À peine les nouvelles de Bruxelles sont-elles connues, les têtes se montent. À Liège, à Huy et à Verviers, les ouvriers s’assemblent en tumulte. Le mécontentement social et le mécontentement politique les lancent dans une agitation confuse dont les meneurs étrangers, les vagabonds et les pillards cherchent à tirer parti. On brise des machines, on saccage les maisons des receveurs des contributions ou des partisans notoires du gouvernement, on arrache des façades les armoiries royales. À Verviers, un drapeau français est planté sur le perron par des inconnus. Cependant le travail cesse dans les usines et dans les mines. Déjà, dans les environs de Liège, des bandes de houilleurs sans ouvrage se répandent par la campagne et terrorisent les fermiers. À Namur, il faut protéger les magasins de blé pour les sauver du pillage. Le mouvement se propage jusque dans l’Allemagne rhénane. Le 31 août, à Cologne, des proclamations excitent le peuple à se soulever à l’exemple des « braves Belges ». À Aix-la-Chapelle, le 1er septembre, des émeutes ouvrières éclatent provoquées par les troubles qui agitent Verviers[14].

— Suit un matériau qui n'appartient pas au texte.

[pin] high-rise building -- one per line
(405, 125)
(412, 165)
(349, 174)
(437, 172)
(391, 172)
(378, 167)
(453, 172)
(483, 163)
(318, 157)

En province comme à Bruxelles, les pouvoirs officiels épouvantés passent la main à la bourgeoisie. Les troupes n’osent faire usage de leurs armes et restent consignées dans les casernes. Des « Commissions de sûreté » s’installent dans les hôtels de ville que les Régences leur abandonnent. Dès le 27 août, celle de Liège, avec l’assentiment du gouverneur, est entrée en fonctions. Et, comme il arrive habituellement, cette abdication du pouvoir calme l’effervescence. Le peuple adopte les hommes nouveaux qui sont arrivés grâce à lui et leur fait confiance. Il s’abandonne à l’impression de s’être affranchi, de n’obéir plus qu’à lui-même, d’avoir recouvré son autonomie. Les couleurs françaises qui se sont montrées aux premiers jours disparaissent. À Liège, on arbore les couleurs liégeoises, à Verviers, les couleurs franchimontoises, comme Bruxelles a arboré les couleurs brabançonnes. Et la diversité de ces emblèmes montre bien ce que cette première explosion du sentiment national a d’improvisé. Chacun agit pour soi. Il n’y a encore entre les efforts décousus d’autre lien que la communauté des aspirations. La révolution belge a pour prologue une série d’insurrections locales.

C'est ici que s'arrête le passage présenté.